A football and baseball standout at Goldsboro High, Winbush was a star quarterback at Winston-Salem State in the early '80s while also playing minor league baseball in the Texas Rangers organization.
In the fall, he threw spirals. In the spring and summer, he threw fastballs.
And he did both extremely well.
Now a high school football coach, Winbush, 45, will be one of 15 former Rams who will be enshrined into the Clarence E. "Big House" Gaines Athletic Hall of Fame in September.
"The most prestigious thing an athlete can accomplish is to be inducted into a hall of fame," Winbush said on Monday. "Just to be called a hall of famer is something I'll cherish for the rest of my life."
The induction will take place Friday, Sept. 8, and the 15 will also be honored at Winston-Salem State's first home football game the next day against South Carolina State.
Winbush, who grew up in Goldsboro with nine brothers and one sister, credits his family for much of his success and will be looking up to the stands at those familiar faces on that September afternoon.
"My mother and father raised me well, and to see them, my brothers and my sister in the stands one more time will be special," he said. "They all used to come see me play."
One brother, Jeffrey, played tight end with the Rams while Michael was running the offense. He remembers when his brother was the big man on campus.
"He was an outstanding football player and a team leader," said Jeffrey, 45. "He was a great all-around player -- he ran the ball well and he threw it well, too. He was our general on the field."
Michael is modest when talking about his playing days.
"I'm just a lucky guy from Goldsboro," he said. "I had a good line in front of me during my playing days at Goldsboro and at Winston-Salem State.
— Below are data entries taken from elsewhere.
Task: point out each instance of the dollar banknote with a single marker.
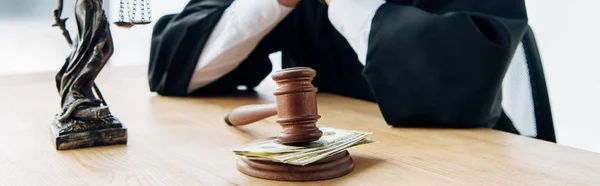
(332, 142)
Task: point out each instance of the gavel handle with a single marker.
(250, 113)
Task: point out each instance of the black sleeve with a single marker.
(177, 43)
(430, 66)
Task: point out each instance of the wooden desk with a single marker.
(183, 141)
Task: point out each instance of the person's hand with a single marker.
(289, 3)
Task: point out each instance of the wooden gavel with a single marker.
(296, 107)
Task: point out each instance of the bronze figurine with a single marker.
(85, 119)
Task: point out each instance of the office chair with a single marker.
(525, 95)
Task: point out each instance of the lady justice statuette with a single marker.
(85, 119)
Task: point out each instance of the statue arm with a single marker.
(61, 23)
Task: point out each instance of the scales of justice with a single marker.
(85, 119)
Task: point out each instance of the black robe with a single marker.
(430, 63)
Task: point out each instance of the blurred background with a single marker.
(566, 33)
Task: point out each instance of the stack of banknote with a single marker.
(332, 142)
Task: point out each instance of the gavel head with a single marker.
(297, 105)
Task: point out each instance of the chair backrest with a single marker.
(524, 92)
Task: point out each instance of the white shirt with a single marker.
(246, 22)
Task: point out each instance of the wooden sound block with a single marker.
(332, 167)
(115, 133)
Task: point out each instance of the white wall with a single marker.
(568, 34)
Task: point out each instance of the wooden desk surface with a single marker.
(183, 141)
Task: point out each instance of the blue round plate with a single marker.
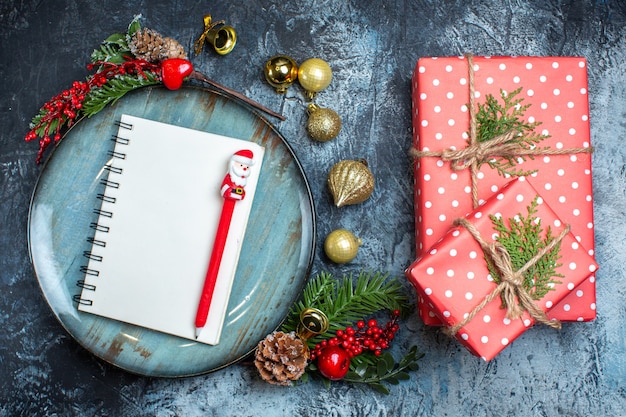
(275, 258)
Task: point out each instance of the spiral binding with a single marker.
(108, 183)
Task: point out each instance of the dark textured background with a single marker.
(372, 47)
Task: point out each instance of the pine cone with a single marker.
(153, 47)
(281, 358)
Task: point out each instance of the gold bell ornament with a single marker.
(324, 124)
(222, 38)
(341, 246)
(280, 72)
(314, 75)
(350, 182)
(312, 323)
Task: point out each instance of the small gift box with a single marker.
(453, 173)
(500, 269)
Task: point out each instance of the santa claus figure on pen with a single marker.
(237, 176)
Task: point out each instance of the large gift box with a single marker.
(454, 278)
(555, 91)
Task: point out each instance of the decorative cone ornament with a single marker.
(350, 182)
(281, 358)
(150, 45)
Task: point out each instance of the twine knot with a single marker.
(478, 152)
(515, 297)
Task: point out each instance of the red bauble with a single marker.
(173, 71)
(333, 362)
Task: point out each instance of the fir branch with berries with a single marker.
(124, 62)
(352, 347)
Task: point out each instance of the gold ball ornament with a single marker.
(280, 72)
(341, 246)
(350, 182)
(314, 75)
(323, 124)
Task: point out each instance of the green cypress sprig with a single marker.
(523, 237)
(494, 119)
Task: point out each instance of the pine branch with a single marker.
(346, 301)
(384, 368)
(114, 89)
(115, 48)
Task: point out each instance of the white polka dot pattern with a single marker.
(556, 89)
(453, 285)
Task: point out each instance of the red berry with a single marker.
(333, 362)
(173, 71)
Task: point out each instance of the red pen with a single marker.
(232, 191)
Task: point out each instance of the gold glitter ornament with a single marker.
(341, 246)
(350, 182)
(323, 124)
(280, 72)
(314, 75)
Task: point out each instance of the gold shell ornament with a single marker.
(350, 182)
(324, 124)
(341, 246)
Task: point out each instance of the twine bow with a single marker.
(516, 298)
(477, 153)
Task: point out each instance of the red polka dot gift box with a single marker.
(536, 261)
(452, 175)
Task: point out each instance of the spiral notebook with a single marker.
(158, 213)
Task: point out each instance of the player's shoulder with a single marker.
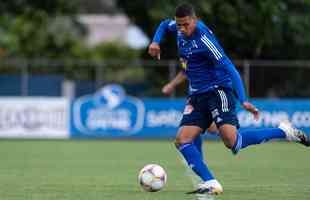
(203, 28)
(169, 22)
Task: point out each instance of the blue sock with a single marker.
(194, 160)
(198, 144)
(256, 136)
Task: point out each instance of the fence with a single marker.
(44, 77)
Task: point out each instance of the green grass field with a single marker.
(107, 170)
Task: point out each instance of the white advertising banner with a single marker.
(34, 117)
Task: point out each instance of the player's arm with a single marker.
(238, 85)
(164, 27)
(171, 85)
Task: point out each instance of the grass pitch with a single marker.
(107, 170)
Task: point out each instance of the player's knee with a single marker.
(180, 139)
(229, 141)
(229, 144)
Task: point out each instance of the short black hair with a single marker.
(184, 10)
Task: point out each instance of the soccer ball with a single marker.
(152, 177)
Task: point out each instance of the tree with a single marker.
(248, 29)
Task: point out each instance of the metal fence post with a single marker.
(24, 78)
(98, 70)
(246, 75)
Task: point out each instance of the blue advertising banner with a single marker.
(110, 113)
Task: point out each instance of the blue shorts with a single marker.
(217, 105)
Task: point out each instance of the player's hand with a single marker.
(168, 89)
(154, 50)
(251, 108)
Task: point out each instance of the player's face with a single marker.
(186, 24)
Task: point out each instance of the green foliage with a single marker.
(248, 29)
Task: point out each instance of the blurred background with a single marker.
(78, 71)
(68, 51)
(79, 46)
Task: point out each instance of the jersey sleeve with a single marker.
(165, 26)
(237, 82)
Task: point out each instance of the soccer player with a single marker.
(212, 78)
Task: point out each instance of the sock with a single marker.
(256, 136)
(198, 144)
(194, 160)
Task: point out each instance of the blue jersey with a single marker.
(203, 59)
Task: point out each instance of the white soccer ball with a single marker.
(152, 177)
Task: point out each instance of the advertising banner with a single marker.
(34, 117)
(110, 113)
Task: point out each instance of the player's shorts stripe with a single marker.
(211, 46)
(224, 101)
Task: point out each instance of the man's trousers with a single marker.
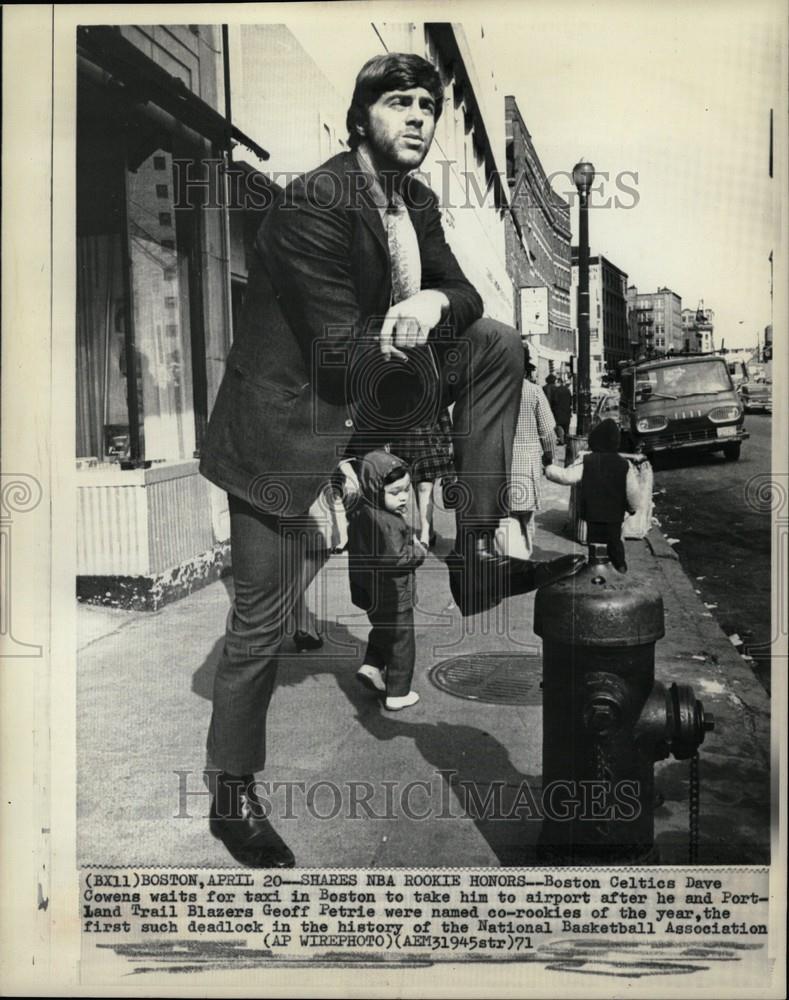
(481, 372)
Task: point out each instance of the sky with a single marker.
(676, 93)
(680, 95)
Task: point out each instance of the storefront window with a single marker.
(159, 256)
(138, 289)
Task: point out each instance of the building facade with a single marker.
(538, 251)
(698, 326)
(609, 336)
(655, 320)
(169, 197)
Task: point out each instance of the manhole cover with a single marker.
(497, 678)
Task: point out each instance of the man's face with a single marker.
(400, 127)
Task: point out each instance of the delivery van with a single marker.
(681, 402)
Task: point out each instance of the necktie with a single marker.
(403, 251)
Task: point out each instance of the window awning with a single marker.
(146, 81)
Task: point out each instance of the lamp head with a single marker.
(583, 176)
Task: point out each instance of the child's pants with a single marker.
(391, 645)
(610, 534)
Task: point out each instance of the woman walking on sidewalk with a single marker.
(533, 447)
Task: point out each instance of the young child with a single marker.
(609, 489)
(382, 559)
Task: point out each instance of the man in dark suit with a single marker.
(357, 315)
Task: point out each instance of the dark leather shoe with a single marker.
(305, 640)
(482, 579)
(238, 820)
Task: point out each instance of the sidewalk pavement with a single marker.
(360, 787)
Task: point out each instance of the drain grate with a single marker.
(496, 678)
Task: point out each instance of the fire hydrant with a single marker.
(606, 720)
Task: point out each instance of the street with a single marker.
(723, 536)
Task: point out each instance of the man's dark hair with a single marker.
(391, 71)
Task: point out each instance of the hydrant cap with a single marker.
(598, 607)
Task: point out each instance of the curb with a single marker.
(659, 545)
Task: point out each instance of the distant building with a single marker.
(655, 320)
(609, 338)
(538, 251)
(697, 329)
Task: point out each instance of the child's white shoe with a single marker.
(404, 701)
(371, 677)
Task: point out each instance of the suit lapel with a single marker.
(360, 199)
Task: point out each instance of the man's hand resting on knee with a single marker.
(408, 323)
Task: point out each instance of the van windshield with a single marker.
(676, 381)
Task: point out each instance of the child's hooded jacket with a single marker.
(381, 554)
(604, 483)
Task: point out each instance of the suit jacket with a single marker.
(317, 293)
(604, 488)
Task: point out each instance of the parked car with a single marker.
(756, 392)
(677, 403)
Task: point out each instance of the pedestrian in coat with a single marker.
(533, 447)
(382, 560)
(353, 285)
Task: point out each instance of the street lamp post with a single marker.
(583, 178)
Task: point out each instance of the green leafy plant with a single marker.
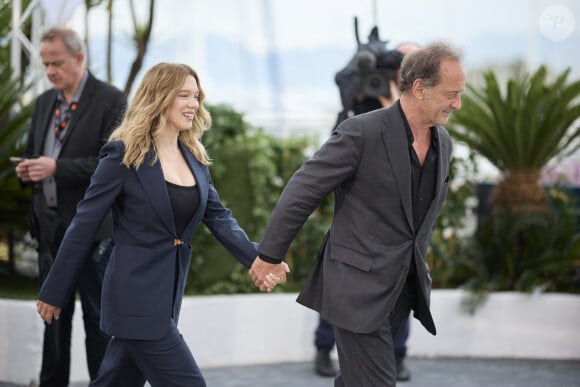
(250, 170)
(519, 130)
(529, 239)
(527, 251)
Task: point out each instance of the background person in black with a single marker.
(69, 125)
(324, 339)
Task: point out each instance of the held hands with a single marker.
(47, 312)
(36, 169)
(267, 275)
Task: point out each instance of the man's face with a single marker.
(445, 97)
(63, 70)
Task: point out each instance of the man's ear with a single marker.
(420, 91)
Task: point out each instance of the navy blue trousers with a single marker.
(324, 337)
(164, 362)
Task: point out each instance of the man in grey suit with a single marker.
(389, 171)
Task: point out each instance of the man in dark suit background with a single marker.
(70, 123)
(388, 170)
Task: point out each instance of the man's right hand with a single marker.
(267, 275)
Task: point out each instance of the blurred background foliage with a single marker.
(479, 243)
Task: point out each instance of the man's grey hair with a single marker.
(424, 64)
(70, 38)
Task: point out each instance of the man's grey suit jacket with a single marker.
(364, 262)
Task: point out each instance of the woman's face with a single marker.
(184, 106)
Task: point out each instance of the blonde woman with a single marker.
(153, 174)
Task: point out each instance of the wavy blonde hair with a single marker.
(146, 115)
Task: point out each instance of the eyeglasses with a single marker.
(61, 119)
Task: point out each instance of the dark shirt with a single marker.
(422, 177)
(184, 203)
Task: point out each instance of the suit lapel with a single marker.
(84, 104)
(153, 182)
(46, 116)
(397, 146)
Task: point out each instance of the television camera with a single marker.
(369, 72)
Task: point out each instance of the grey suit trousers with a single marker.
(368, 360)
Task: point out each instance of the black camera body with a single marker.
(369, 72)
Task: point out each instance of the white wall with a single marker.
(273, 328)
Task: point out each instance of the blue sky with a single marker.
(275, 60)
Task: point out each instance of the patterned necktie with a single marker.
(61, 119)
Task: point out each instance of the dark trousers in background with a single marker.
(55, 371)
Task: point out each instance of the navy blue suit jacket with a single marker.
(145, 278)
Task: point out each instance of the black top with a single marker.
(184, 203)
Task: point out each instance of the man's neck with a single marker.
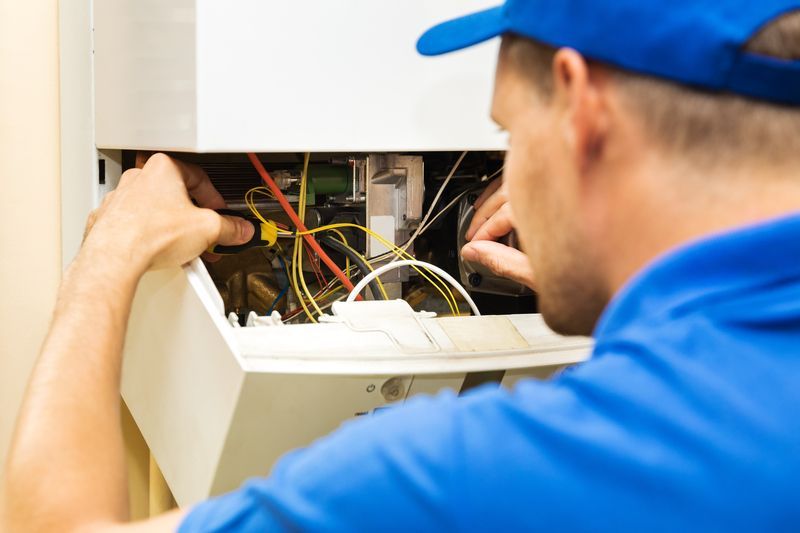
(665, 204)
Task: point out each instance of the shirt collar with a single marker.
(728, 262)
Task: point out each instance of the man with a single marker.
(652, 177)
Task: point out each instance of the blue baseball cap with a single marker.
(698, 43)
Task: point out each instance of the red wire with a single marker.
(314, 266)
(299, 223)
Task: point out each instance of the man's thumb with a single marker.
(503, 260)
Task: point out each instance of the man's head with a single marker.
(607, 168)
(577, 127)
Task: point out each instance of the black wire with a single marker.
(356, 259)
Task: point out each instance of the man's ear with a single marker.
(579, 92)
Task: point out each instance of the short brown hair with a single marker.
(706, 126)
A lot of credit goes to my teammates."
Michael graduated from Goldsboro High in 1980, and played with the Rams from 1980-84. He signed with the Rangers in 1982, and advanced to the Triple-A level before elbow problems forced him to retire in '87.
After his playing days were over, Winbush coached 12 years at his alma mater and served those final eight years as the Rams' offensive coordinator. He moved on to Norfolk State for a year as an offensive coordinator, then served in the same capacity at Virginia State for a year.
He's now entering his second season as head football coach at Atkins High in Winston-Salem. With a young team comprised of entirely freshmen and sophomores, his squad went 1-10 in 2005.
"This year, we'll have a junior class, and the following year, we'll finally have a senior class," Winbush said. "Strength is the key -- if these guys keep working hard in the weight room, we'll improve. I expect us to be a whole lot better this year."
ESPN columnist, NBA analyst, and host of "Quite Frankly," Stephen A. Smith, will also be inducted into the Winston-Salem State Hall of Fame in September, as will Anthony Blaylock (football); Debra Rivers Johnson (cheerleader coach); Marshall Emery (men's basketball); Oronde Gadsen (football); Eddie Gregg (football); Alfred Harvey (meritorious service); Willie Jordan (football); James McLinnaham (wrestling); Marvin Morrison (football); Keith Wilkes (football); Curtis Richardson (football); Verdell Sanders (wrestling); and Allean Sims (meritorious service).